The Summary Care Record is an electronic record of important patient information, created from GP medical records. It can be seen and used by authorised staff in other areas of the health and care system involved in your direct care.
Access to SCR information means that care in other settings is safer, reducing the risk of prescribing errors. It also helps avoid delays to urgent care.
At a minimum, the SCR holds important information about;
- current medication
- allergies and details of any previous bad reactions to medicines
- the name, address, date of birth and NHS number of the patient
The patient can also choose to include additional information in the SCR, such as details of long-term conditions, significant medical history, or specific communications needs
Your information is extracted from practices such as ours and held on central NHS databases.
As with all systems there are pros and cons to think about. When you speak to an emergency doctor you might overlook something that is important and if they have access to your medical record it might avoid mistakes or problems, although even then, you should be asked to give your consent each time a member of NHS Staff wishes to access your record, unless you are medically unable to do so.

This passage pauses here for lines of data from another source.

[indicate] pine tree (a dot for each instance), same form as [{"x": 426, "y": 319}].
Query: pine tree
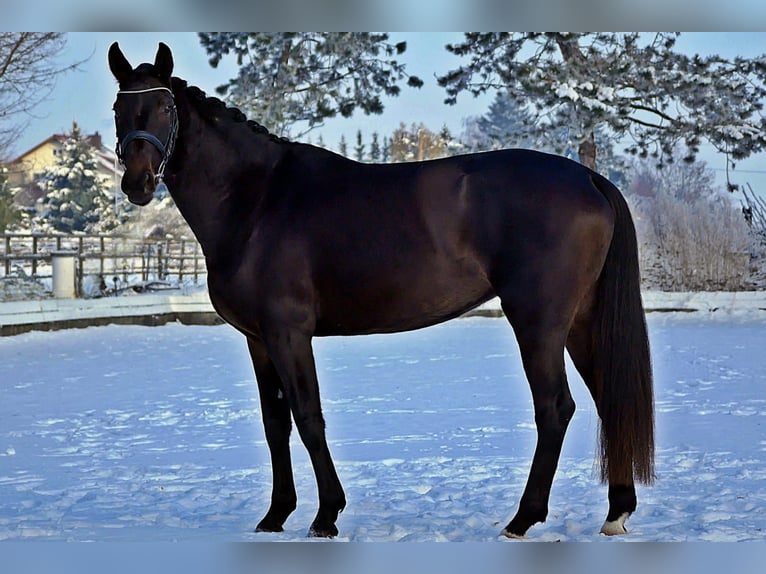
[
  {"x": 9, "y": 212},
  {"x": 359, "y": 148},
  {"x": 375, "y": 152},
  {"x": 292, "y": 81},
  {"x": 77, "y": 198},
  {"x": 417, "y": 142},
  {"x": 343, "y": 146},
  {"x": 635, "y": 85}
]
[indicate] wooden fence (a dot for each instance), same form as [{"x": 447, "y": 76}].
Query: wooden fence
[{"x": 111, "y": 262}]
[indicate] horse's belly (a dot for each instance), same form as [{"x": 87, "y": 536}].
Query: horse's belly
[{"x": 405, "y": 308}]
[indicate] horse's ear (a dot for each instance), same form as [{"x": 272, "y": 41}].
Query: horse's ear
[
  {"x": 163, "y": 63},
  {"x": 118, "y": 63}
]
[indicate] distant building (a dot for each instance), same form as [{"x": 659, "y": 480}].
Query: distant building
[{"x": 22, "y": 170}]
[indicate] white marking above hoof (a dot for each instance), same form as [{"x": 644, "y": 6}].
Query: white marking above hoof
[
  {"x": 615, "y": 527},
  {"x": 513, "y": 536}
]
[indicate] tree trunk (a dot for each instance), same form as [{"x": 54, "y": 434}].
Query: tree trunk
[{"x": 587, "y": 151}]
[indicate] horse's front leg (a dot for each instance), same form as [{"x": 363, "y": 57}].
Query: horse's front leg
[
  {"x": 276, "y": 422},
  {"x": 290, "y": 350}
]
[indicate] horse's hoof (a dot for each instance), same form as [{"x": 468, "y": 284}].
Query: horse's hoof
[
  {"x": 508, "y": 534},
  {"x": 265, "y": 527},
  {"x": 615, "y": 527}
]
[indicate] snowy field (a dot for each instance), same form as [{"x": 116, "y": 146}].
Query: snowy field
[{"x": 126, "y": 433}]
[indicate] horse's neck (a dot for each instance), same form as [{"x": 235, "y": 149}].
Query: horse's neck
[{"x": 202, "y": 181}]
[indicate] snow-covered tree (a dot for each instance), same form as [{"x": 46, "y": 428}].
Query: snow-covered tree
[
  {"x": 292, "y": 81},
  {"x": 9, "y": 213},
  {"x": 506, "y": 124},
  {"x": 359, "y": 147},
  {"x": 634, "y": 84},
  {"x": 375, "y": 151},
  {"x": 29, "y": 66},
  {"x": 77, "y": 197},
  {"x": 343, "y": 146}
]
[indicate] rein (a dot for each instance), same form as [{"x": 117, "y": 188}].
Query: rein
[{"x": 165, "y": 149}]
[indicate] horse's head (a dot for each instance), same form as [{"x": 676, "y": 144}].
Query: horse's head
[{"x": 146, "y": 120}]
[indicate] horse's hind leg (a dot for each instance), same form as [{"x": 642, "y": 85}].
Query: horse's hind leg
[
  {"x": 276, "y": 422},
  {"x": 542, "y": 351},
  {"x": 622, "y": 497}
]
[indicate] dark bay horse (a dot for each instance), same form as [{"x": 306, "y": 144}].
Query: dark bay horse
[{"x": 301, "y": 242}]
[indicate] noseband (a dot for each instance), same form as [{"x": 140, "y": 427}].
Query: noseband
[{"x": 165, "y": 149}]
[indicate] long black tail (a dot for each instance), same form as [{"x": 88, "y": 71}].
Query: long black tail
[{"x": 622, "y": 363}]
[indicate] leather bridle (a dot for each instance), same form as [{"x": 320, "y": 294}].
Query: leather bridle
[{"x": 165, "y": 149}]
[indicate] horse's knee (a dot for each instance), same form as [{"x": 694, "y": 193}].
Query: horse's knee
[
  {"x": 554, "y": 412},
  {"x": 311, "y": 429}
]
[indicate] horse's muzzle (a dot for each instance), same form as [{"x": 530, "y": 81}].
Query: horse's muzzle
[{"x": 140, "y": 191}]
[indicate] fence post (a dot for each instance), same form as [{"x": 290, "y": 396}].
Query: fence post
[
  {"x": 7, "y": 255},
  {"x": 63, "y": 264},
  {"x": 34, "y": 253}
]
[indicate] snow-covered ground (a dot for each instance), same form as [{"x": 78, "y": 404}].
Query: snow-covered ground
[{"x": 126, "y": 433}]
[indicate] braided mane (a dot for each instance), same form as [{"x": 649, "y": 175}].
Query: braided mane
[{"x": 209, "y": 106}]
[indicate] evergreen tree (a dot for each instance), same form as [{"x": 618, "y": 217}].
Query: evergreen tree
[
  {"x": 292, "y": 81},
  {"x": 343, "y": 146},
  {"x": 635, "y": 85},
  {"x": 417, "y": 142},
  {"x": 77, "y": 198},
  {"x": 9, "y": 212}
]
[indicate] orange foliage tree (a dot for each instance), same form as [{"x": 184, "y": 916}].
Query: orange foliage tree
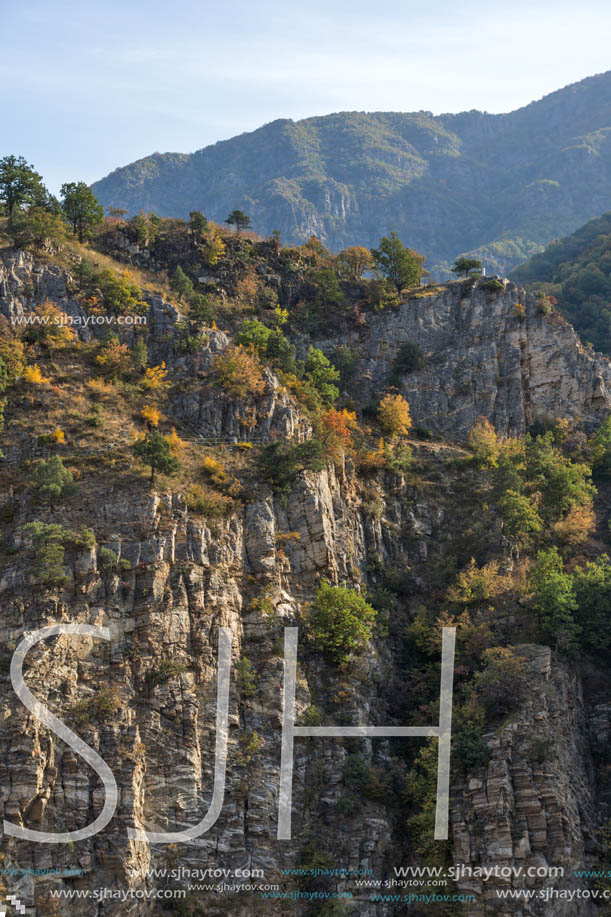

On the other hand, you may have strong views about sharing your personal information and wish to keep your information at the level of this practice. NHS Digital, the government agency responsible for the Summary Care Record have agreed with doctors’ leaders that new patients registering with this practice should be able to decide whether or not their information is uploaded to the Central NHS Computer System called The Spine.
For existing patients it is different in that it is assumed that you want your record uploaded to The Spine unless you actively opt out.
For further information visit the Summary Care Record website.
If you choose to opt out of the scheme, then you will need to complete a form and bring it along to the surgery.